迷っているあいだにノアはいろいろと察したらしい。ノアはわたしからするとちょっとマイペースだなと思う部分はあるけれども、かと言ってひとの機微に疎い、というわけではない。むしろ聡いほうだろう。
「それじゃあ、円形広場にでも行きますか。噴水が綺麗なんですよ」
「へえー。楽しみ――」
「――おや、そこにいるのはノアくんではないかね?」
ごく穏やかに会話をしていたわたしとノアのあいだに、突如闖入者が割り込んだ。
わたしは反射的に、男にしてはやや高い声が聞こえてきた方向へと顔をむける。
そこにいたのは雌を連れた雄だった。
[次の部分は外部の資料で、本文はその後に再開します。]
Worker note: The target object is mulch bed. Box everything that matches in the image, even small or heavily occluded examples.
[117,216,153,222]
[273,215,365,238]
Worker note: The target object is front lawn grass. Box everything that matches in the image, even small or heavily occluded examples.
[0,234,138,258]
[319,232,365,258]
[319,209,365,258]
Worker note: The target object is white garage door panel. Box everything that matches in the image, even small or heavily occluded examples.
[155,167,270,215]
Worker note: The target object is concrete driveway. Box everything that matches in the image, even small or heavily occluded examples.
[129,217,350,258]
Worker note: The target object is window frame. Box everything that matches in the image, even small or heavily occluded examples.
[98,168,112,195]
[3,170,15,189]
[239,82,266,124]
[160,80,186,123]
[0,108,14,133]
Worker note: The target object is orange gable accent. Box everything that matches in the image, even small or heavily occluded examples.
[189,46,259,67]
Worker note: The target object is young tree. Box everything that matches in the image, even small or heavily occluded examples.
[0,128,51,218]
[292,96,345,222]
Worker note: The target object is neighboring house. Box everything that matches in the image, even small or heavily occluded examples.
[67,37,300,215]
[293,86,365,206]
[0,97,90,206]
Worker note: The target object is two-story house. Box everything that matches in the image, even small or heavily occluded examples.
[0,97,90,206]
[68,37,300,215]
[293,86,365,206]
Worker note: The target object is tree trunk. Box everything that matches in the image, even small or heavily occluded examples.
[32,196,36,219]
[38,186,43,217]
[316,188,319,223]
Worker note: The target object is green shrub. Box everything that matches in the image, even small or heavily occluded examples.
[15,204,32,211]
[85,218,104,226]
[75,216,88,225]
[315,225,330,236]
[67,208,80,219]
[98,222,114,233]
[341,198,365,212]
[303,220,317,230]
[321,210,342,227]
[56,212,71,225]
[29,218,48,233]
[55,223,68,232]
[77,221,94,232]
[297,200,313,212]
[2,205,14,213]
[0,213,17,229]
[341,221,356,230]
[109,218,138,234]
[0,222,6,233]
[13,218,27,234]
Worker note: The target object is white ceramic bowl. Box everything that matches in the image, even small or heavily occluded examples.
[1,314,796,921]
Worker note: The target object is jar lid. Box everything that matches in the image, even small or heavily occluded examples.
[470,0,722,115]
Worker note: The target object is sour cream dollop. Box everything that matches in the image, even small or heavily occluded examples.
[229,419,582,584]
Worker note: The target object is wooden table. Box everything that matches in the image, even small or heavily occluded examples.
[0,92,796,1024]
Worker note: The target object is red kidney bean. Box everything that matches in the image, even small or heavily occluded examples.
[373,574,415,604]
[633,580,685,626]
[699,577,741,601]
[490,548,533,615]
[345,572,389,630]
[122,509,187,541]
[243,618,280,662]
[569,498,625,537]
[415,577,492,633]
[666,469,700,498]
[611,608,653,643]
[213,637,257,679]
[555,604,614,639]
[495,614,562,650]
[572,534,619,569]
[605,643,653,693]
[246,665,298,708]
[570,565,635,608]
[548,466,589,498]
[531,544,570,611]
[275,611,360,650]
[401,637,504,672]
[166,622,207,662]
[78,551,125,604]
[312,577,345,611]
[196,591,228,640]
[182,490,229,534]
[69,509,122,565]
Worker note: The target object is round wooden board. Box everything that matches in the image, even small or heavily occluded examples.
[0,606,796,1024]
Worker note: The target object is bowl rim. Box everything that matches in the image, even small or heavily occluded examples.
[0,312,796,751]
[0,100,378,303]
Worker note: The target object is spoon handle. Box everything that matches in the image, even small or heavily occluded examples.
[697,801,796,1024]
この雄がノアの名を呼んだ相手なのだろうと思いつつも、わたしの目は初めて見る雌へと注がれる。
彼女は、人形のように愛らしく、その秀麗な容貌を不安げに歪めていた。車椅子に乗っていて、両足はない。右手もない。ただし左腕はひじ近くまであって、先端に小さな銀色の鈴をつけていた。
「こんにちは。こんなところでお会いするとは奇遇ですね」
ノアは至極穏やかにそう返した。けれども今対峙している相手が、ノアに対して穏やかならざる感情を抱いていることは、恐らくだれの目にも明らかだろう。現にわたしはこのノアの名を呼んだ男からは、嫌というほど悪意を感じている。
男はちらり、とわたしを見た。睥睨する、と言ったほうが正しいかもしれない。そしてその紫の瞳に明らかな侮蔑と嘲笑の色を乗せた。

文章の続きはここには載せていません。